Aşırı yağışların, sellerin, sıcaklık dalgalarının, kuraklığın
giderek daha sık görüldüğü ve bunlarla iklim değişikliği arasındaki
bağlantı bilimsel bir gerçek.
1950’lerden beri artan meteorolojik afetlerde iklim değişikliğinin
önemli etkisi olduğunu düşünen Hükümetler Arası İklim Değişikliği
Paneli’nin (IPCC) son raporunda, “Kentlerde, iklim değişikliği ile
ilişkili riskler artıyor ve bu risklerin insanlar, yerel ve ulusal
ekonomiler ile ekosistemler üzerinde büyük olumsuz etkileri var”
denildi.
“2013 Yılının Aşırı Hava Olayları” adlı raporda ise Türkiye’nin de
bulunduğu Güney Avrupa bölgesindeki yoğun yağışların iklim
değişikliği ile ilgili olduğunu gösteren bulgular yer
aldı.
Bilimsel araştırmalar, iklim değişikliğinin Akdeniz bölgesinde yaz
aylarında aşırı yağışların şiddeti ve boyutunda artışa neden
olacağını gösteriyor.
Biliniyor ki, havanın nem tutma kapasitesi yağışların daha şiddetli
biçimde yaşanmasına neden oluyor ve Akdeniz havzası iklim
değişikliğine karşı özellikle savunmasız.

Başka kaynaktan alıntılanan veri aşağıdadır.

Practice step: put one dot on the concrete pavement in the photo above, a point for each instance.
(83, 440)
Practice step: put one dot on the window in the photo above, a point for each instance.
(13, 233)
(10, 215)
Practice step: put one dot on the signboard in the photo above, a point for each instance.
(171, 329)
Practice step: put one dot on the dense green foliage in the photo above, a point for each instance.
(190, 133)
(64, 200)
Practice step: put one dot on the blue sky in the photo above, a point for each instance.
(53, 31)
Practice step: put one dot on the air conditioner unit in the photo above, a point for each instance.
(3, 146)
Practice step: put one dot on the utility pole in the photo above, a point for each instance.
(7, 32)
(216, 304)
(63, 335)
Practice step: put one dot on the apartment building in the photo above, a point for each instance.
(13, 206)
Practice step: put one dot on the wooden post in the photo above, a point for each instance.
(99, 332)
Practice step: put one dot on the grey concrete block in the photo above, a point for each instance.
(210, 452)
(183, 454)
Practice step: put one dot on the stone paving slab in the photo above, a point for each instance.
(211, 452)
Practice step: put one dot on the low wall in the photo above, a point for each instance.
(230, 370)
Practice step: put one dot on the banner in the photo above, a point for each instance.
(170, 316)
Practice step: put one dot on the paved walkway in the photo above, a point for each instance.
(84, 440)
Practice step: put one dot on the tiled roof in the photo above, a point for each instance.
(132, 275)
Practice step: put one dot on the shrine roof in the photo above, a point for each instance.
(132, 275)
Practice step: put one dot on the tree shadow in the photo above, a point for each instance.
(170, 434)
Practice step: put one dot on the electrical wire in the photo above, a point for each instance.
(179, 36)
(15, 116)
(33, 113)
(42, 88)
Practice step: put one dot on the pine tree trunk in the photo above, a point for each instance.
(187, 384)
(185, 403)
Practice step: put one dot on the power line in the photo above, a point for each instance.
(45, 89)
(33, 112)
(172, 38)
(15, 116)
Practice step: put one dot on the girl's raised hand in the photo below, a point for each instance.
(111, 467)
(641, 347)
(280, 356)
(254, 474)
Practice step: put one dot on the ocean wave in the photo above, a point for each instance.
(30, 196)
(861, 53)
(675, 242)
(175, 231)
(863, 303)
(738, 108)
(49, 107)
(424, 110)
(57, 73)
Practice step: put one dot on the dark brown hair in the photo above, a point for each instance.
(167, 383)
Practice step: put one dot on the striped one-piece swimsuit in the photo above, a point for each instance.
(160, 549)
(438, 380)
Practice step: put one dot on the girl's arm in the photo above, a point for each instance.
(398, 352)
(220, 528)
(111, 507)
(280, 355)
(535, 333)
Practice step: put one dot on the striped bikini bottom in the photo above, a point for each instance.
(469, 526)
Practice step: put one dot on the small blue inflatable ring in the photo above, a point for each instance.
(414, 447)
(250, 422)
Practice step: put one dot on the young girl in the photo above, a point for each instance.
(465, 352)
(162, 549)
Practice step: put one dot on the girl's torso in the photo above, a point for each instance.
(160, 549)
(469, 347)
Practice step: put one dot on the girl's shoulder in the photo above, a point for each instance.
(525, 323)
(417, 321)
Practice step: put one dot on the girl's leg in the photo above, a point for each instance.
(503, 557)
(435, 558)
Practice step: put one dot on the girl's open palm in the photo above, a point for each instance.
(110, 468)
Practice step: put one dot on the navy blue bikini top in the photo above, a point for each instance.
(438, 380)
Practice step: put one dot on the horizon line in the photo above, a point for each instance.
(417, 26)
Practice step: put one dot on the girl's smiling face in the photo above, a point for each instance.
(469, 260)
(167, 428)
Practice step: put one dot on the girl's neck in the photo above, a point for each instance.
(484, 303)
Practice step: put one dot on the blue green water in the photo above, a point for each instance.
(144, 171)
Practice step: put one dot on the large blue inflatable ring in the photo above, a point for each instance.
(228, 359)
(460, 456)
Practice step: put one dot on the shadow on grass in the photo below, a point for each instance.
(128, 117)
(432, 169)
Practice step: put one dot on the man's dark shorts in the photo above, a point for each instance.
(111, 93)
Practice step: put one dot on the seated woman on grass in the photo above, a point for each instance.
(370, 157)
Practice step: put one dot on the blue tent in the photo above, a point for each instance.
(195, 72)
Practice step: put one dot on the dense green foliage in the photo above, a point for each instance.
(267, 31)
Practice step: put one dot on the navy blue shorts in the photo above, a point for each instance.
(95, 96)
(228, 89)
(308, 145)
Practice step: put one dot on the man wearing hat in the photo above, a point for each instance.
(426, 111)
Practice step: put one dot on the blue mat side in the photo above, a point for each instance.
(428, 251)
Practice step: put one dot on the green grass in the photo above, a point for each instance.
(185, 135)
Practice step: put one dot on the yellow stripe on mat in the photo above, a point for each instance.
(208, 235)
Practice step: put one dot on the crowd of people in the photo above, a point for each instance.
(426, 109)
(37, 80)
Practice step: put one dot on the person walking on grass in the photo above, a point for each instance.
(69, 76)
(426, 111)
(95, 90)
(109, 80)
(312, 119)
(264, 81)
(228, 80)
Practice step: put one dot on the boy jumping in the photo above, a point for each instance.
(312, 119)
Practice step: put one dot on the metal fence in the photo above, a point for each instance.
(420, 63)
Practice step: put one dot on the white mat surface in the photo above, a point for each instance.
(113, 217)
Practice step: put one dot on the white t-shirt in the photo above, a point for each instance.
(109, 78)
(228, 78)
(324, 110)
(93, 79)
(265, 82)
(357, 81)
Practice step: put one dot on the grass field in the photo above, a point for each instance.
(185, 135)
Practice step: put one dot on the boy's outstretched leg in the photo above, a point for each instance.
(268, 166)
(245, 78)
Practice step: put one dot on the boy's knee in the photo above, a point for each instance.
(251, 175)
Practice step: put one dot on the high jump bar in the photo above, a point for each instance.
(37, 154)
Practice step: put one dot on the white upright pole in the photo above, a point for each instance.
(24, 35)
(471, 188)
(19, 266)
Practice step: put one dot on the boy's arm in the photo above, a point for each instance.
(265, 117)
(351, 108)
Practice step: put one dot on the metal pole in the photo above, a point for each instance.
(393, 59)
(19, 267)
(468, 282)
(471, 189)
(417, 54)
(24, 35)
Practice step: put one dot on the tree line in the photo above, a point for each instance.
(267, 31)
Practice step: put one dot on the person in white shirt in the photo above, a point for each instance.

Bu yıl İTÜ’den Ahmet Öztopal, iklim değişikliğinin Türkiye’deki
etkilerini incelediği çalışmada yakın gelecekte iklim değişikliği
yüzünden İstanbul’un da yer aldığı bölgede aşırı yağışların
artacağını ortaya koymuştu.
İklim nedenli afetlerin İstanbul’un da aralarında bulunduğu 19
kentte önemli ekonomik kayıplara yol açacağını gösteren çalışmalar
da var.
Mart 2017’de yayımlanan bir tanesine göre İstanbul ve İzmir iklim
değişikliği yüzünden en çok mali kayba maruz kalacak ilk üç şehir
arasında.
İstanbul, 2030’da yıllık ortalama 201 milyon dolar hasar ile yüz
yüze kalacak.
Fosil yakıtlardan vazgeçilmez ve iklim değişikliği durdurulamazsa
2100’de bu rakam yıllık 10 milyar dolara kadar çıkıyor.